I have to say that I rather like this one for it’s simplicity and the beds really are that bit more comfortable than other hotel chains so I really do sleep well.

The real gloom lands at breakfast and the, quite frankly, awful lady that always appears to be on duty. She has a single topic of conversation, the roadworks on the local A road and the only time I’ve ever seen her truly happy was the morning there’d been a big car crash. Oh goodness! How they managed to get the ambulance around the bollards! Goodness! The fire engine got delayed too!

This morning I arrived to hear her advising a couple on the best way to get to wherever they were heading avoiding the roadworks, why they should avoid the roadworks, how long they’ve been there and then, inevitably the big crash. I must point out that there are crashes most morning, why there was one on Tuesday which she joyously told me as I sat down for breakfast. Poor lady, I could see her abject disappointment when I told her I’d arrived on foot and would be departing on foot. Her in-built real-time Google Maps function returned to sleep mode and she reluctantly took my food order as if I was no longer of any interest.

The restaurant at the hotel is one of those templated instant character affairs that allow you to forget where you are for a moment as they all look so goddam awful. This one is run rigorously and the reluctant breakfast diners are herded to one of the ordered tables in the specially cordoned off breakfast space.  My friend is on duty this ever and clearly having a bad morning. The couple who arrive subsequent to me are given the choice of tables at which to sit, almost inevitably they decide on the one table that hasn’t been laid up (I say laid up, it’s missing a pair of knives, forks and napkins) and, for this, they get the death stare. And the sigh. The sigh is awesome. I haven’t heard this before. It’s the sound a 500 year old oak would make as it fell in a storm. The noise the asteroid made shortly before the dinosaurs were wiped out. The whoosh of a jet flying by at low level.

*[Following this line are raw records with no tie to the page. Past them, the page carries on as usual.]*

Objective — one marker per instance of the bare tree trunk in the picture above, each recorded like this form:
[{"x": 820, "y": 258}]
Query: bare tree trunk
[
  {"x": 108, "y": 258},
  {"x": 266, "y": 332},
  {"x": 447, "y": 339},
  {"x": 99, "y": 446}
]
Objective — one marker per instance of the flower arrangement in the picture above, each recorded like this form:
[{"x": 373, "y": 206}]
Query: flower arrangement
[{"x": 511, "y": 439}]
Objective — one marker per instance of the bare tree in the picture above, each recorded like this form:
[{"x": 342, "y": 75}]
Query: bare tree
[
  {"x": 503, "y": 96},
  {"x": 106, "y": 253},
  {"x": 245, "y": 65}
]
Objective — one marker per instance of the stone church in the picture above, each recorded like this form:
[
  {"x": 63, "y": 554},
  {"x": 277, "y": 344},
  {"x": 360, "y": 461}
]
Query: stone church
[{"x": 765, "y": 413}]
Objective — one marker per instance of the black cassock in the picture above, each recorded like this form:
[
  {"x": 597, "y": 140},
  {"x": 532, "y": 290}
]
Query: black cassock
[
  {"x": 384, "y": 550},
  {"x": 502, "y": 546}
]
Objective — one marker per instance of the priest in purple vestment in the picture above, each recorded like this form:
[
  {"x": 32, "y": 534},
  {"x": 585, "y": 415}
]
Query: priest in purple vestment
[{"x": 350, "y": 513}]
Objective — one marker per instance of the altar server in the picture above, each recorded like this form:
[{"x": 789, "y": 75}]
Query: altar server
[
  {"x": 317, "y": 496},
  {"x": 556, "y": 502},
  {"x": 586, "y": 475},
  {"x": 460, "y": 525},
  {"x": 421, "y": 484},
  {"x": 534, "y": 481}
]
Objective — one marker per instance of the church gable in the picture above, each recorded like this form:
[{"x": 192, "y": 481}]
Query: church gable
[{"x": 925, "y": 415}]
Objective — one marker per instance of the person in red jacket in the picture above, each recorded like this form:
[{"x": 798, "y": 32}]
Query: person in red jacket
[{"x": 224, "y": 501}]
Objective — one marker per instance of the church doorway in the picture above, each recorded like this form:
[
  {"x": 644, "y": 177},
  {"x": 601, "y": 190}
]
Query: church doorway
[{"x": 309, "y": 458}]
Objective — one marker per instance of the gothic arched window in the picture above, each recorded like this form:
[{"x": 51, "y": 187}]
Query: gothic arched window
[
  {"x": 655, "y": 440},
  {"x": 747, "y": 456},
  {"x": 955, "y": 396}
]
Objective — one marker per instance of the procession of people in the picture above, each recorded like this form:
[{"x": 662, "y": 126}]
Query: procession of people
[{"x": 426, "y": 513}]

Impervious to her distaste, my fellow diners ask if my friend could get them some brown sauce, to which she turned on her heels and exclaimed to anyone listening  ‘what am I, some kind of take-out service?’ before slamming the manky bottle on their table. From there, their every request was met with a drain-emptying sigh and a barely-under-her-breath snipe at the unfortunate diners.‘What am I, your slave?’ Basil Fawlty is alive and well, I take great comfort in this.

If only they’d asked about the local traffic.